No sé a ustedes, pero a mí me fascinan las olimpíadas de verano. Cada cuatro años, durante quince días, trato de ver todos los deportes que puedo. Por dicha, hay resúmenes de las competencias en YouTube que puedo ver en las noches; de lo contrario, me habría ido en blanco en el trabajo.
Me impresiona el esfuerzo de los atletas en el canotaje —remar a toda velocidad durante uno o más kilómetros es sobrehumano—, la precisión de los saltos de los clavadistas y de los disparos de los arqueros, que dan en el blanco a 70 metros de distancia, y la belleza (y el peligro) de las rutinas en los aparatos de gimnasia.

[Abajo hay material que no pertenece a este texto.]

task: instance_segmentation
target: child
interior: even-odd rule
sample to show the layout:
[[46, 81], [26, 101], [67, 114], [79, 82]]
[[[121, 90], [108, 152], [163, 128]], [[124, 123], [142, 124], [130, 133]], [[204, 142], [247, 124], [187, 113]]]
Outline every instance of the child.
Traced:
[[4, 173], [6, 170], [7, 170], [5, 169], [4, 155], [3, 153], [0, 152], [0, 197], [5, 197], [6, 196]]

Me como las uñas, al borde del infarto continuo, con la natación y los partidos de voleibol. No me explico la velocidad de reacción de los jugadores de pimpón, capaces de responder “rajazos” que vienen a más de 150 kilómetros por hora con tiros colocados. A mí, sí, a mí, un flacuchento, me encanta la halterofilia por la fuerza y la técnica que usan las personas para levantar cientos de kilos. Y, por supuesto, me gusta todo en el atletismo: las carreras de velocidad, las de medio fondo y las de fondo, las que tienen obstáculos y las que no; el martillo, la bala, la extraordinaria plasticidad de la pértiga y sus elevaciones imposibles, el salto alto y el salto de longitud. Me quedo pasmado con los tiros de jabalina, que surcan elegantemente más de ochenta metros, rasgando el aire durante segundos infinitos.

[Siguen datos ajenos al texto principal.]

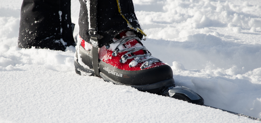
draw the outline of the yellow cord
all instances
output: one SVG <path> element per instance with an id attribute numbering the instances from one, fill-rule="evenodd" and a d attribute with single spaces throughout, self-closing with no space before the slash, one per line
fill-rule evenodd
<path id="1" fill-rule="evenodd" d="M 134 28 L 133 28 L 133 27 L 132 26 L 131 26 L 131 25 L 130 24 L 130 23 L 129 22 L 129 21 L 128 21 L 128 20 L 127 20 L 126 19 L 126 18 L 125 18 L 125 17 L 124 16 L 124 15 L 123 15 L 122 14 L 122 10 L 121 9 L 121 7 L 120 7 L 120 3 L 119 2 L 119 0 L 116 0 L 117 1 L 117 5 L 118 6 L 118 10 L 119 10 L 119 12 L 120 13 L 120 14 L 122 16 L 122 18 L 124 18 L 124 19 L 125 19 L 125 20 L 126 20 L 126 21 L 127 22 L 127 23 L 128 24 L 128 25 L 129 26 L 129 27 L 130 29 L 134 30 Z M 144 33 L 144 32 L 143 32 L 143 31 L 142 30 L 141 30 L 140 29 L 139 29 L 138 28 L 137 28 L 136 29 L 137 29 L 137 31 L 138 32 L 139 32 L 139 31 L 142 34 L 143 34 L 143 35 L 144 35 L 144 36 L 147 36 L 147 35 L 146 35 L 146 34 L 145 34 L 145 33 Z"/>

Me quedo corto, pues hay más deportes que tiempo para seguirlos. Tiendo a descartar aquellos que siempre veo, como el fútbol, el básquet o el ciclismo. Confieso que hay varios que no me llaman tanto la atención o no entiendo, como el hockey, el boxeo, la lucha grecorromana o la escalada de pared. Sin embargo, los incluyo dentro de mi fascinación por esta explosión de excelencia y sacrificio que implica la competencia limpia entre atletas al más alto nivel. Me conmueve tanto el fracaso como el triunfo, y pienso, como deportista aficionado que soy, en el honor que significa representar a un país en las olimpíadas.

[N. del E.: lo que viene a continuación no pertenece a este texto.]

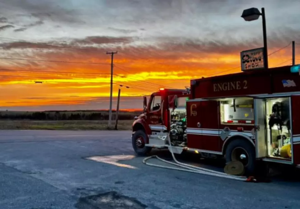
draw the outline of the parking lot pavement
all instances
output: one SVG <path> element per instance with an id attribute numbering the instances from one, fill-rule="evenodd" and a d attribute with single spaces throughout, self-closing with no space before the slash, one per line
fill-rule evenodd
<path id="1" fill-rule="evenodd" d="M 130 137 L 122 131 L 0 131 L 0 208 L 300 205 L 298 182 L 245 183 L 147 166 L 135 156 Z M 202 166 L 222 170 L 218 164 Z"/>

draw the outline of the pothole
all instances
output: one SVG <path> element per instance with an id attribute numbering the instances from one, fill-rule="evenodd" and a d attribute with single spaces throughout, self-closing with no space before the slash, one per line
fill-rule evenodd
<path id="1" fill-rule="evenodd" d="M 145 209 L 147 207 L 134 198 L 114 191 L 81 197 L 75 207 L 77 209 Z"/>

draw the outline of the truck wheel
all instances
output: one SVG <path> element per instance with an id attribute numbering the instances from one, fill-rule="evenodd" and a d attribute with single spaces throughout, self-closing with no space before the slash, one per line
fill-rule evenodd
<path id="1" fill-rule="evenodd" d="M 253 174 L 255 168 L 255 152 L 254 146 L 246 140 L 238 139 L 231 142 L 225 152 L 226 163 L 238 161 L 243 163 L 246 174 Z"/>
<path id="2" fill-rule="evenodd" d="M 139 130 L 132 136 L 132 147 L 138 155 L 144 156 L 150 152 L 152 148 L 145 146 L 147 135 L 143 130 Z"/>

Solo poner un pie allí, dar la marca olímpica, me parece admirable. Felicito a los atletas ticos que lograron llegar a París 2024. Lástima que fueran tan poquitos, un resultado inevitable de la falta de políticas de Estado en materia deportiva. Pero hoy no quiero terminar con esa mancha, sino con una celebración a lo mejor del espíritu humano.
El autor es sociólogo, director del Programa Estado de la Nación.